The complaint says that parents “do not know that apps created for children are engineered to surreptitiously and unlawfully collect the child-users’ personal information, and then exfiltrate that information off the smart device for advertising and other commercial purposes.” While such marketing practices are common in phone applications, their use in child-geared apps is a violation of the Children’s Online Privacy Protection Act (COPPA).
COPPA says, “It is unlawful for an operator of a website or online service directed to children, or any operator that has actual knowledge that it is collecting personal information from a child, to collect personal information from a child,” without providing notice of what type of information it’s collecting, or getting “verifiable parental consent for the collection, use, or disclosure of personal information from children.” It’s also a violation to condition use of a game or other activity, or the offer of a prize, on revealing more information than “reasonably necessary for the activity.”

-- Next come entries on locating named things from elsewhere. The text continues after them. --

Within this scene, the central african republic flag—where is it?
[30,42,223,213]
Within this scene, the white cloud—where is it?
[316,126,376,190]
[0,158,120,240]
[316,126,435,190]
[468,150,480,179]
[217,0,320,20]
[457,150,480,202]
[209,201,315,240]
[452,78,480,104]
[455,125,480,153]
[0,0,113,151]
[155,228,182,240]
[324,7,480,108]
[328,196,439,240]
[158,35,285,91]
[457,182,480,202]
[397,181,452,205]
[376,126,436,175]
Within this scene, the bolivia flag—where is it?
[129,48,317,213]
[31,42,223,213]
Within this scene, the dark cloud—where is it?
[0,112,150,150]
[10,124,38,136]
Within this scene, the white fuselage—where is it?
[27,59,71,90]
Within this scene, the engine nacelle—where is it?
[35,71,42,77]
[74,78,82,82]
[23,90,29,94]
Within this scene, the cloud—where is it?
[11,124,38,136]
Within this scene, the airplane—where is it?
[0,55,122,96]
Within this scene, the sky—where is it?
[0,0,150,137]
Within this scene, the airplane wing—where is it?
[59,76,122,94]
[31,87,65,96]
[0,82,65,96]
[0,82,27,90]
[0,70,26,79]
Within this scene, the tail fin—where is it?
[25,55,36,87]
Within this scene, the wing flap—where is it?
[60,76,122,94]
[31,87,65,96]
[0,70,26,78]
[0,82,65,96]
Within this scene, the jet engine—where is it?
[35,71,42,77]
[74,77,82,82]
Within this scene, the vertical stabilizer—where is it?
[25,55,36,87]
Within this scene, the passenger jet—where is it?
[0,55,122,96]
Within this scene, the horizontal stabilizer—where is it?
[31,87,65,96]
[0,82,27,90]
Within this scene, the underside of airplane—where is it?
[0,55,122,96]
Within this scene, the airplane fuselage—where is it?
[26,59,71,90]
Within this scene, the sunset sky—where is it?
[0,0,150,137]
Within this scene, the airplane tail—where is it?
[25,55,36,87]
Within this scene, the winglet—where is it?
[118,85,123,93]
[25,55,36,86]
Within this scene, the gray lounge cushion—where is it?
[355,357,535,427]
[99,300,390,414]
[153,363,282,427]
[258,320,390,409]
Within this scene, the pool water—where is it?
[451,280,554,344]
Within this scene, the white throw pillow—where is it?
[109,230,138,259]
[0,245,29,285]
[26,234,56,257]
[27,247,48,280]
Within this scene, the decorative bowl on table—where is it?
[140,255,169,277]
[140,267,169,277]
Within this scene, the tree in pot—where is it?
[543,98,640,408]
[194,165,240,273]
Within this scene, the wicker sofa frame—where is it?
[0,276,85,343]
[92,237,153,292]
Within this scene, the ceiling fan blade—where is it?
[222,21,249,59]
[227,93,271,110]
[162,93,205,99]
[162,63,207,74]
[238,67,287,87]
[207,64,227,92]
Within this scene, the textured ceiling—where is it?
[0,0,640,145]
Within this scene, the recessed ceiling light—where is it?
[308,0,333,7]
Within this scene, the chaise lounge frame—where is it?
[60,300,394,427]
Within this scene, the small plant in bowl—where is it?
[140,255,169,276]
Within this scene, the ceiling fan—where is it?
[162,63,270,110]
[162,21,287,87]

Rushing’s lawsuit says that Disney Princess Palace Pets and dozens of other Disney apps are in violation of COPPA for how they track children’s activities for commercial gain that results in ads targeted towards the underage users. She specifies that in her daughter’s case, the Disney Princess Palace Pets app never asked her for verifiable parental consent “to collect, disclose, or use,” L.L.’s personal information.
The lawsuit seeks an unspecified amount of damages, and an order prohibiting the company from collecting, disclosing, or using children’s personal information without the consent of a parent.
The Walt Disney Company has not responded to LawNewz.com‘s request for comment.